Descubrí -y conocí- a Tomaz Pandur hace siete años, en el Festival de Teatro de Bogotá, que la desaparecida Fanny Mikey convirtió en una explosión cultural en una capital necesitada de la palabra. Presentaba «Cien minutos», una singular versión de «Los hermanos Karamazov» en la que Pandur hablaba del desmembramiento de su país natal, Yugoslavia (nació en la actual eslovenia) a través de la novela de Dostoievski. Sin entender una sola palabra de lo que se decía en escena, me pareció un espectáculo magnético, un impresionante estallido de imágenes, sonidos... Una auténtica fiesta sensorial que duraba exactamente esos cien minutos del título. El teatro donde se presentó, cuyo nombre no recuerdo ahora, estaba abarrotado, con gente sentada en los pasillos y las escaleras, y su reacción fue extraordinaria (he de confesar que cuando volví a ver el espectáculo en Madrid, en el actual teatro Fernán-Gómez, no me cautivó de la misma manera).
He visto después todo lo que Pandur ha presentado en España: «Inferno», «Barroco», «Hamlet» y «Medea», además del ballet «Alas», que firmó junto a Nacho Duato. Unas me han gustado más que otras, pero en todas me ha seducido su universo estético, su genial manera de emplear la escenografía, la luz, el sonido, el espacio... Sus propuestas, además, nacen de la profundidad, de la reflexión, de un concepto filosófico del teatro que él convierte en imágenes y palabras, siempre trenzadas en torno a las ideas.

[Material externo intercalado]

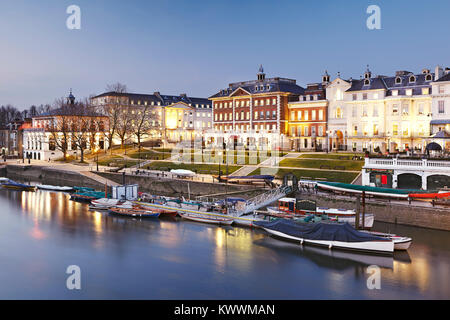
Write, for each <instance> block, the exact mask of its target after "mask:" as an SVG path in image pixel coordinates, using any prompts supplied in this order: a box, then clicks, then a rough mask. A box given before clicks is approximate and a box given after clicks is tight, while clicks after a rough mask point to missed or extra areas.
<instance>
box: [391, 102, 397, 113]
mask: <svg viewBox="0 0 450 320" xmlns="http://www.w3.org/2000/svg"><path fill="white" fill-rule="evenodd" d="M392 114H393V115H397V114H398V104H393V105H392Z"/></svg>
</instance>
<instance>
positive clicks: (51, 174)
mask: <svg viewBox="0 0 450 320" xmlns="http://www.w3.org/2000/svg"><path fill="white" fill-rule="evenodd" d="M87 169H88V168H86V170H85V171H87ZM87 172H88V174H83V172H82V171H81V170H80V171H71V170H68V169H66V170H63V169H58V168H52V167H48V166H39V165H6V166H4V167H3V168H1V169H0V173H1V175H2V176H6V177H8V178H11V179H17V180H21V181H25V182H29V181H33V182H40V183H42V184H53V185H60V186H64V185H68V186H86V187H92V188H96V189H98V190H104V188H105V181H108V183H107V184H108V185H109V186H111V185H112V184H122V183H123V182H125V183H126V184H138V185H139V190H140V191H142V192H147V193H151V194H158V195H166V196H184V197H188V196H190V197H191V198H195V197H196V196H206V195H210V196H211V197H216V198H224V197H226V196H227V195H228V196H233V197H242V198H246V199H248V198H251V197H254V196H256V195H258V194H261V193H262V192H265V191H267V189H262V188H256V187H254V186H245V185H232V184H228V185H227V184H224V183H208V182H201V181H192V180H189V179H170V178H167V177H151V176H137V175H131V174H126V175H125V176H124V175H123V174H122V173H109V172H90V171H87ZM105 179H106V180H105ZM124 180H125V181H124ZM300 197H301V198H303V199H311V200H316V201H317V205H318V206H324V207H332V208H342V209H355V208H356V199H355V198H350V197H343V196H339V195H334V194H329V193H319V194H314V193H302V194H301V195H300ZM366 212H368V213H373V214H374V215H375V220H376V221H380V222H388V223H393V224H402V225H410V226H417V227H423V228H430V229H438V230H445V231H450V210H449V209H448V208H438V207H435V208H433V207H426V206H419V205H415V204H414V203H412V204H408V202H399V201H395V202H394V201H389V200H379V199H378V200H374V199H367V201H366Z"/></svg>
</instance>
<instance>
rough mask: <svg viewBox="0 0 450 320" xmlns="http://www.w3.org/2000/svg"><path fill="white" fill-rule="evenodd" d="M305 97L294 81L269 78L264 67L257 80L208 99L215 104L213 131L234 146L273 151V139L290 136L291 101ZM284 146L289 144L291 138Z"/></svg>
mask: <svg viewBox="0 0 450 320" xmlns="http://www.w3.org/2000/svg"><path fill="white" fill-rule="evenodd" d="M303 93H304V89H303V88H302V87H300V86H298V85H297V84H296V81H295V80H292V79H286V78H279V77H276V78H266V75H265V73H264V70H263V68H262V66H261V67H260V68H259V72H258V74H257V80H250V81H242V82H234V83H230V84H229V86H228V88H226V89H223V90H220V91H219V92H218V93H216V94H215V95H213V96H211V97H210V98H209V99H210V100H212V101H213V125H214V130H215V132H216V134H217V135H220V136H222V137H224V139H225V140H229V139H232V140H234V143H235V144H239V145H243V146H249V145H255V144H256V145H264V146H268V147H269V148H270V147H271V144H272V142H273V141H271V137H272V136H273V135H277V136H280V137H283V136H287V134H288V120H289V119H288V103H289V99H292V98H297V99H298V97H299V96H300V95H301V94H303ZM282 141H283V139H282ZM284 142H286V143H288V142H289V140H288V137H286V139H285V140H284Z"/></svg>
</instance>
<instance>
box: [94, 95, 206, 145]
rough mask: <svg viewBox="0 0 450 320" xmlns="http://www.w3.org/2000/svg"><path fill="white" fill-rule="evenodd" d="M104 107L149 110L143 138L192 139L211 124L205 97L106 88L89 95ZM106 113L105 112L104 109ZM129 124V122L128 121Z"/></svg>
mask: <svg viewBox="0 0 450 320" xmlns="http://www.w3.org/2000/svg"><path fill="white" fill-rule="evenodd" d="M91 101H92V103H93V104H94V105H96V106H98V107H100V108H102V109H103V110H104V111H106V110H107V109H108V108H111V107H117V106H118V107H120V108H124V109H125V108H127V109H128V110H130V112H141V111H142V110H147V111H146V112H149V113H150V115H149V119H150V120H149V121H151V122H152V123H151V125H150V126H149V127H150V128H151V129H149V132H148V135H147V138H146V139H144V141H145V140H150V139H161V140H164V141H167V142H169V143H170V142H174V143H175V142H179V141H183V140H188V139H193V138H194V137H195V136H202V134H203V133H204V132H205V131H206V130H208V129H211V128H212V107H211V106H212V104H211V101H209V100H208V99H206V98H192V97H188V96H187V95H186V94H184V93H183V94H180V95H179V96H172V95H162V94H161V93H159V92H154V93H153V94H137V93H118V92H106V93H102V94H100V95H98V96H95V97H93V98H92V99H91ZM106 113H107V112H106ZM131 125H132V124H131Z"/></svg>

He escuchado críticas feroces hacia sus espectáculos -una colega mía le definió como «un bluff»-; puedo entender, aunque no lo comparta, que su teatro no convenza a todo el mundo. Pero sigo creyendo que es uno de los grandes activos del teatro europeo actual.
En «La caída de los dioses» Pandur rinde homenaje a uno de sus referentes: Lucchino Visconti. Su propuesta -por lo visto, repito, en el ensayo general- se abraza al guión del director italiano quizás con más fuerza de lo que lo ha hecho a otros textos que ha puesto en escena, incluido el polémico «Hamlet». La palabra, la historia -la creciente podredumbre de una poderosa familia en los albores del nazismo-, se mantiene siempre en primer plano, lo que no quiere decir que no llene de belleza y seducción el escenario, con una escenografía de Lumen en la que destaca el enorme e impertinente espejo, la ambientación sonora y las hábiles y hermosas luces de Juan Gómez-Cornejo. Es un espectáculo de una gran emoción, de latido constante, sugerente y hermoso... Y con actores totalmente entregados y convencidos: Belén Rueda -exquisita, bellísima, poderosa-, Pablo Rivero, Alberto Jiménez, Fernando Cayo, Manuel de Blas, Santi Marín, Olivia Molina, Francisco Boira y el pianista Ramón Grau.